En mettant en œuvre des « opérations séductions » sur
les réseaux sociaux auprès de la jeunesse maghrébine et
Sud-sahélienne tentée par le djihad, le nouveau fief de Daesh
attire de plus en plus de djihadistes venus de pays limitrophes à la
Libye. Plusieurs milliers de combattants de l’Etat Islamique libyen
sont notamment composés de Tunisiens, d’Algériens, d’Egyptiens,
de Tchadiens, de Maliens, de Soudanais, d’Irakiens et de Yéménites.
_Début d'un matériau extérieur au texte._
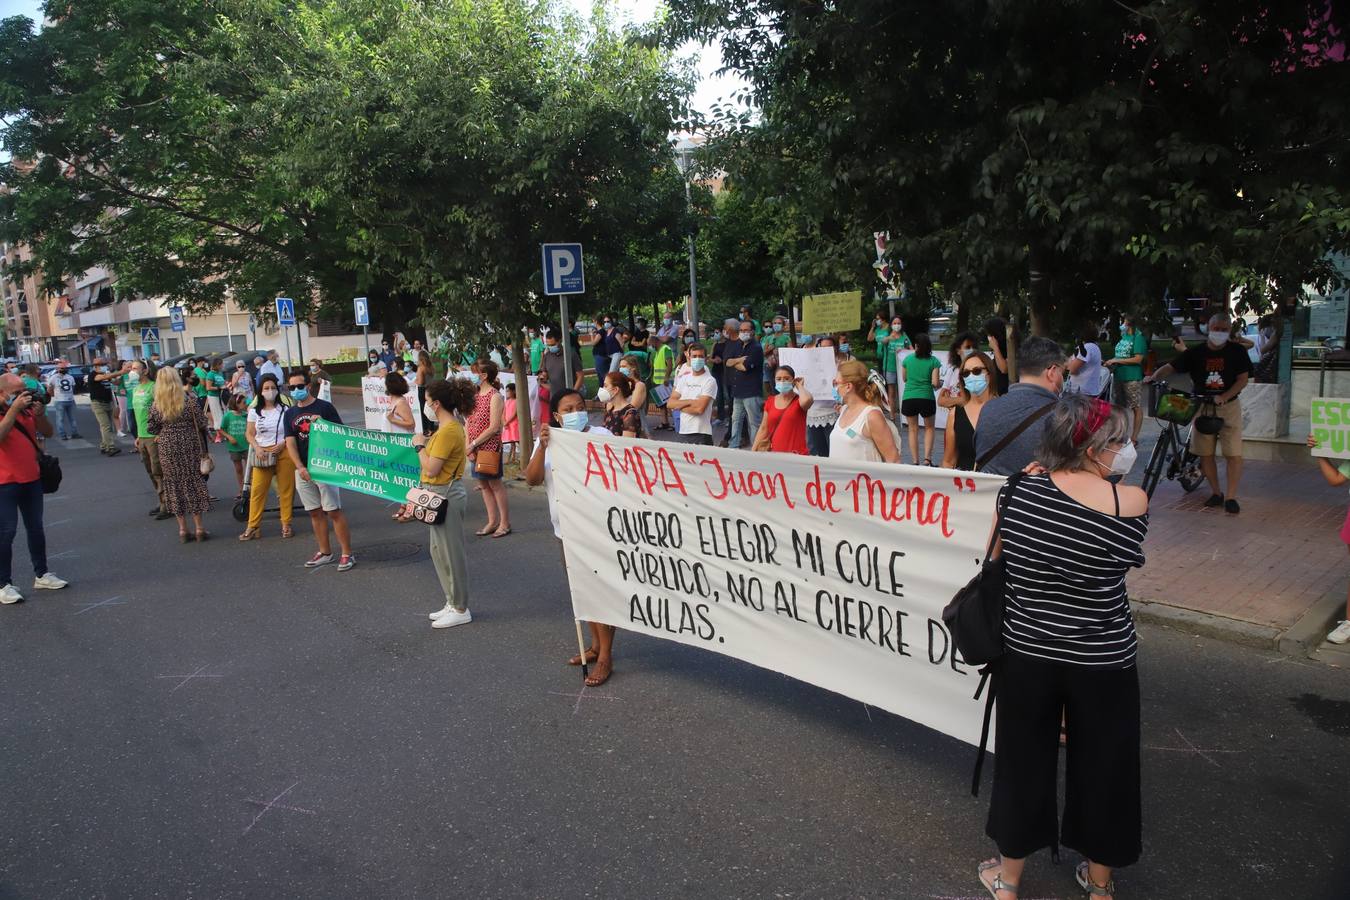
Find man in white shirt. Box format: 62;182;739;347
259;351;285;383
45;360;80;440
667;343;718;445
La montée en puissance de l’Etat Islamique a jeté une ombre
certaine sur l’influence d’Al-Qaïda en Afrique. La notoriété
se joue aujourd’hui par une surenchère dans la violence. Les
derniers attentats perpétrés par Al-Qaïda au Burkina Faso et en
Côte d’Ivoire nous en donnent la preuve. Ne nous leurrons pas, les
actes terroristes perpétrés par les deux groupes terroristes en
Europe et au Moyen-Orient sont en partie le désastreux reflet d’une
guerre médiatique. Reprendre les devants sur la scène médiatique
pour l’un et conserver une image de marque distinctive pour
l’autre, sont les objectifs des djihadistes numériques
d’aujourd’hui et de demain.
Ainsi, Daesh profite du chaos libyen pour étendre ses actions
terroristes en Afrique. Considérée comme une manne financière à
haut potentiel, la Libye revêt d’autres atouts stratégiques
l’aidant dans sa course aux territoires. Les différentes factions
djihadistes ayant rompu avec d’autres organisations terroristes
donnent l’occasion à Daesh de créer un front djihadiste plus
étendu. Le renforcement de l’organisation en Libye force la
communauté internationale à envisager une intervention militaire.
Aujourd’hui, la question est de savoir si l’ONU est prête à
s’engager sur les terres libyennes ou si la solution au conflit ne
se trouverait pas dans la création d’une coalition africaine.
1
REMY Jean-Philippe, « Comment l’Etat islamique est parti à
l’assaut de l’Afrique », Le Monde, 21 janvier 2016.